Frères et sœurs, la plupart d’entre nous aiment le dimanche. C’est un jour du repos, du jardinage, un jour où on peut faire du sport, voir un film, visiter sa famille, passer un temps agréable ensemble. En général on se lève plus tard, on se dit : « aujourd’hui je vais faire quelque chose que j’aime bien et pour quoi je n’ai pas de temps en semaine, p.ex. je vais faire une balade à la Capelette, je vais faire du vélo ». Mais, il peut arriver, que votre enfant est malade ce matin ou qu’il y a une fuite d’eau dans votre salle de bain ou, au monastère, que c’est vous qui faites la cuisine ce dimanche. Alors, ce dimanche-là vous êtes obligés de choisir entre votre enfant et votre vélo, entre votre salle de bain et une belle promenade, entre vos frères et votre repos. Bref, c’est une question des priorités. Qu’est-ce qu’il est le plus important pour moi ?
C’est justement des priorités que nous parle aujourd’hui Jésus quand il dit : « Celui qui aime son père ou sa mère plus que moi n’est pas digne de moi ; celui qui aime son fils ou sa fille plus que moi n’est pas digne de moi. » Alors, quoi choisir : Jésus ou nos proches, Jésus ou notre famille, Jésus ou nos amis ? Il me semble que ce n’est pas tout à fait d’un tel choix qu’il s’agit ici. Il ne s’agit pas d’une compétition entre deux amours, d’un « ou bien… ou bien ». Il s’agit ici de passer d’un espace en deux dimensions (moi et mes proches, moi et mon ami) à un espace en trois dimensions (3D) ; il s’agit d’entrer dans un triangle d’amour : Dieu, les autres et moi.
Mais pourquoi entrer dans ce triangle ? Il me semble qu’il y a plusieurs raisons pour cela.
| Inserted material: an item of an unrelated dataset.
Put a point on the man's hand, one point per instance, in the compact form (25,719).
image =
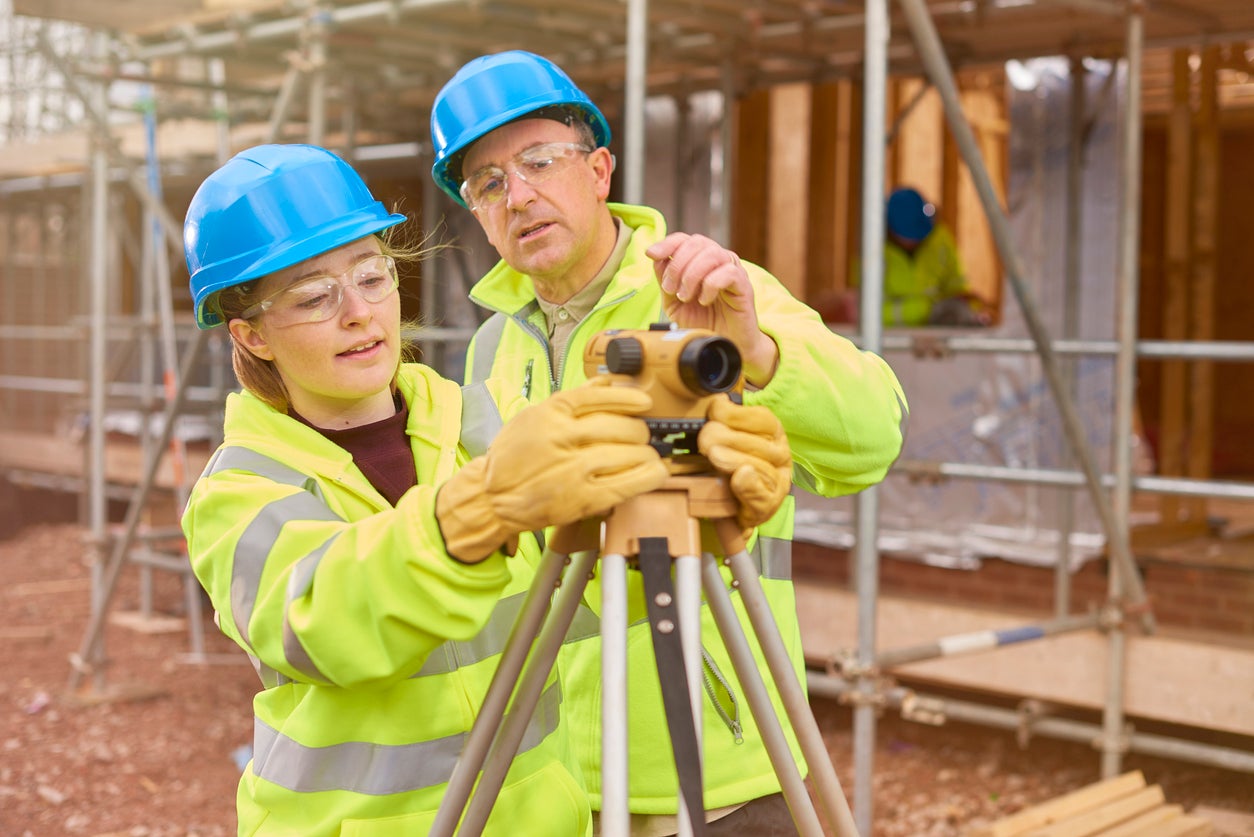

1. Tout d’abord, passer par Dieu, faire un détour par le Christ est paradoxalement le plus court et le plus sûr chemin pour entrer en communion avec les autres, pour relier un père à son fils, une fille à sa mère, un frère à sa sœur. Si j’aime le Christ plus que mon père, alors je puiserai en Christ la force de pardonner à mon père, je puiserai en Christ la joie de le servir dans sa vieillesse comme le Christ qui a lavé les pieds à ses disciples. Si nous pensons aux relations qui nous tiennent le plus à cœur, que-ce que cela changerait si on les faisait passer par le Christ ? Qu’est-ce que cela changerait d’abord en nous ?
2. Passer par le Christ relativise nos attentes envers ceux que nous aimons : ils n’ont plus à être parfaits ou à nous donner un amour absolu et inconditionnel qu’ils ne peuvent pas nous donner. Ils n’ont plus à faire ce que nous voudrions qu’ils fassent. Ils n’ont plus à nous comprendre parfaitement. Cela concerne nous aussi, parce que ni eux, ni nous, nous ne sommes pas la source de l’amour. Nous puisons notre amour en Dieu. C’est lui qui est amour, c’est lui qui est sa source. C’est pourquoi je peux aimer, au moins un peu, mon frère qui me blesse, qui me méprise peut-être. Je peux l’aimer non parce que je dois l’aimer ; je peux l’aimer pour ce qu’il est aux yeux de Dieu : son enfant bien-aimé. En passant par le Christ, nous deviendrons plus humains, plus libres, plus respectueux.
3. Et si une relation est tellement difficile que nous n’arrivons pas à aimer l’autre, même si nous prions pour lui, même si nous voudrions ? C’est encore une bonne occasion pour faire un détour par le Christ. « Celui qui ne prend pas sa croix et ne me suit pas n’est pas digne de moi », nous dit Jésus aujourd’hui. Il s’agit donc de ne pas porter sa croix tout seul, mais avec le Christ, car il y a des relations qui sont des vraies croix, des vraies souffrances. Porter sa croix en compagnie du Christ nous aide à accueillir la réalité telle qu’elle est, à accepter notre impuissance vis-à-vis de certaines choses. Ma relation avec le Christ me permet de ne pas m’enfermer sur ce qui ne va pas, sur ma blessure, sur une relation juste horizontale avec celui qui me fait souffrir. Passer par le Christ, c’est ouvrir sa vie à la transcendance, à la lumière divine.
Frères et sœurs, aimer le Christ ou comme le dit S. Benoît : « ne rien préférer à l’amour du Christ » (RB 4,21) ou encore : « estimer n’avoir rien de plus cher que le Christ » (RB 5,1), nous aide à être meilleurs parents, meilleurs enfants, meilleurs frères et sœurs. Aimer plus le Christ nous aide à aimer plus nos proches, car, si Dieu est à la première place, tout est à la bonne place dans notre vie.